Alnus, also known as alder, is a genus of deciduous trees and shrubs that are commonly found in temperate and subarctic regions of the Northern Hemisphere.
These plants are highly valued for their ability to fix nitrogen in the soil, making them invaluable in reforestation and land reclamation efforts.
Alders are an important source of wood, charcoal, and traditional medicines, and their potential applications have been the subject of extensive research.
Alnus species have been studied for their biology, ecology, and potential applications in a wide range of disciplines, from forestry and agriculture to pharmaceutical development.

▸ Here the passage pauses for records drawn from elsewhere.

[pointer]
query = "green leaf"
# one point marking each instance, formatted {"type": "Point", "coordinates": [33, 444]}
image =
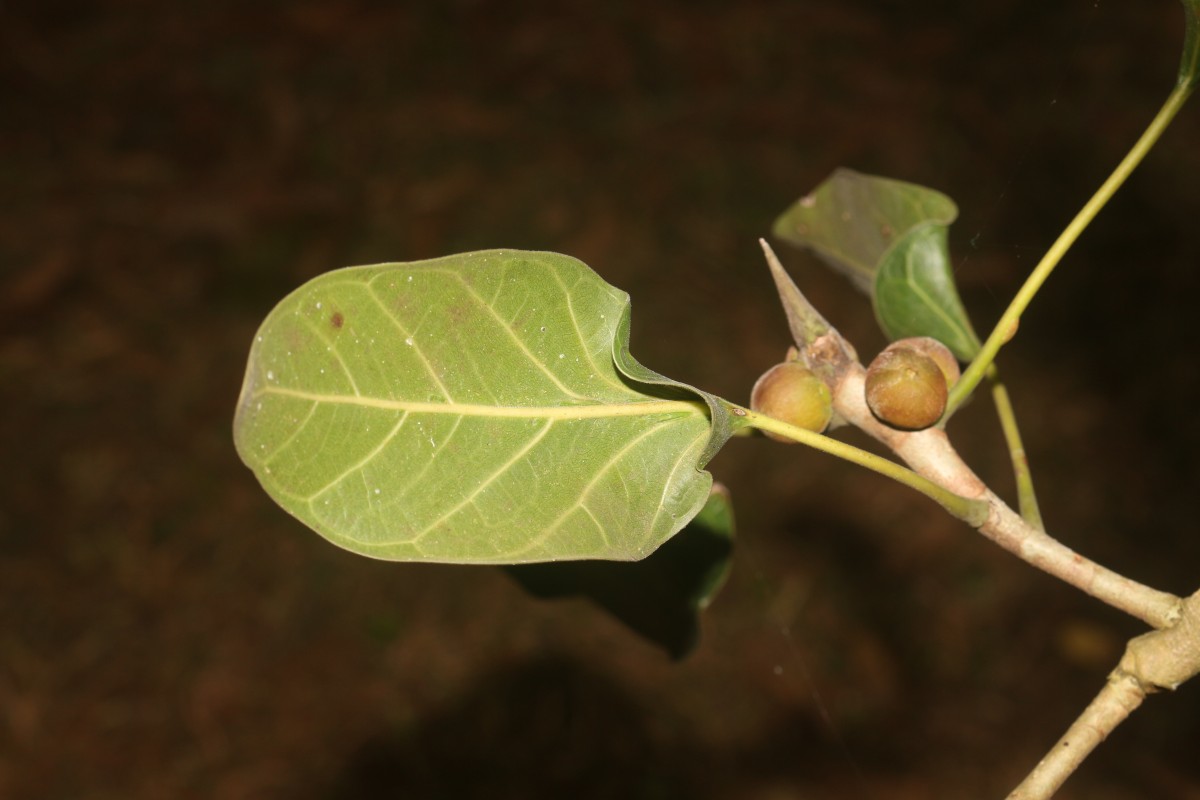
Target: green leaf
{"type": "Point", "coordinates": [661, 596]}
{"type": "Point", "coordinates": [889, 238]}
{"type": "Point", "coordinates": [478, 408]}
{"type": "Point", "coordinates": [915, 293]}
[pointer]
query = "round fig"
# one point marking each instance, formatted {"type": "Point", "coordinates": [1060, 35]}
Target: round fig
{"type": "Point", "coordinates": [793, 394]}
{"type": "Point", "coordinates": [935, 350]}
{"type": "Point", "coordinates": [906, 389]}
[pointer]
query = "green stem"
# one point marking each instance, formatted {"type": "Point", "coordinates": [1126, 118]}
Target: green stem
{"type": "Point", "coordinates": [975, 512]}
{"type": "Point", "coordinates": [1007, 324]}
{"type": "Point", "coordinates": [1025, 495]}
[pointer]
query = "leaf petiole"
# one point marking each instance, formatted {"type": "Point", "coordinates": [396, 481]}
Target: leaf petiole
{"type": "Point", "coordinates": [975, 512]}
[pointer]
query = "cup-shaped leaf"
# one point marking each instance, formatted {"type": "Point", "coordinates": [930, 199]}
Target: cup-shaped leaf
{"type": "Point", "coordinates": [478, 408]}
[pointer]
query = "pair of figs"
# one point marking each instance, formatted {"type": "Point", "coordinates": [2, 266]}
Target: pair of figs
{"type": "Point", "coordinates": [906, 388]}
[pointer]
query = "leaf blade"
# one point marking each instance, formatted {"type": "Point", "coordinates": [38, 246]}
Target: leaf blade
{"type": "Point", "coordinates": [439, 410]}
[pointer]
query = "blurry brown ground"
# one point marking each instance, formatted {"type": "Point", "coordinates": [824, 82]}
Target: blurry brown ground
{"type": "Point", "coordinates": [168, 170]}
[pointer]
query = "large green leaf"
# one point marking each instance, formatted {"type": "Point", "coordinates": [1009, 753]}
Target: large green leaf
{"type": "Point", "coordinates": [478, 408]}
{"type": "Point", "coordinates": [889, 238]}
{"type": "Point", "coordinates": [661, 596]}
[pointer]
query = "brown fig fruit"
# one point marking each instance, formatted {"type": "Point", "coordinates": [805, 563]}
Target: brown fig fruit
{"type": "Point", "coordinates": [935, 350]}
{"type": "Point", "coordinates": [906, 389]}
{"type": "Point", "coordinates": [793, 394]}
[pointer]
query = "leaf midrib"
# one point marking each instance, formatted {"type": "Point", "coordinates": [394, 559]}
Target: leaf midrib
{"type": "Point", "coordinates": [599, 409]}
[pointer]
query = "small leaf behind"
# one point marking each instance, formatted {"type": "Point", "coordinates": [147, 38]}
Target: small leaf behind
{"type": "Point", "coordinates": [478, 408]}
{"type": "Point", "coordinates": [891, 239]}
{"type": "Point", "coordinates": [851, 220]}
{"type": "Point", "coordinates": [915, 293]}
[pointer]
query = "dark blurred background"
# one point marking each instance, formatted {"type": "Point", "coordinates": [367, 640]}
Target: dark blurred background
{"type": "Point", "coordinates": [168, 170]}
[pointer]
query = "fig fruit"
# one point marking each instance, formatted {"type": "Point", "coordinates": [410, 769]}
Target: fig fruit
{"type": "Point", "coordinates": [793, 394]}
{"type": "Point", "coordinates": [906, 389]}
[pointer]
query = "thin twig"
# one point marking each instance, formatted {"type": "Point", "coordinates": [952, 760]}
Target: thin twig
{"type": "Point", "coordinates": [930, 453]}
{"type": "Point", "coordinates": [1119, 698]}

Researchers have utilized various techniques and tools to investigate the properties and characteristics of these plants, including ImmunoCAP, Abbott Enzymatic Creatinine assay, Phadia 250, Orthophosphoric acid, Ethanol, Acetone, DNeasy Plant Mini Kit, Hydrochloric acid, Furfurylamine, and Architect ci8200.
These studies have provided valuable insights into the nitrogen-fixing capabilities of Alnus, its potential use in reforestation and land reclamation, and its role as a source of valuable resources such as wood, charcoal, and traditional medicines.
Additionally, the research has explored the potential pharmaceutical applications of Alnus, which could lead to the development of new and innovative products.
Alders are a fasinating and versatle genus of plants that have captivated the interest of researchers and practitioners across multiple fields.
By leveraging the latest technologies and techniques, researchers can continue to uncover the secrets of these remarkable trees and shrubs, and unlock their full potential for the benefit of society.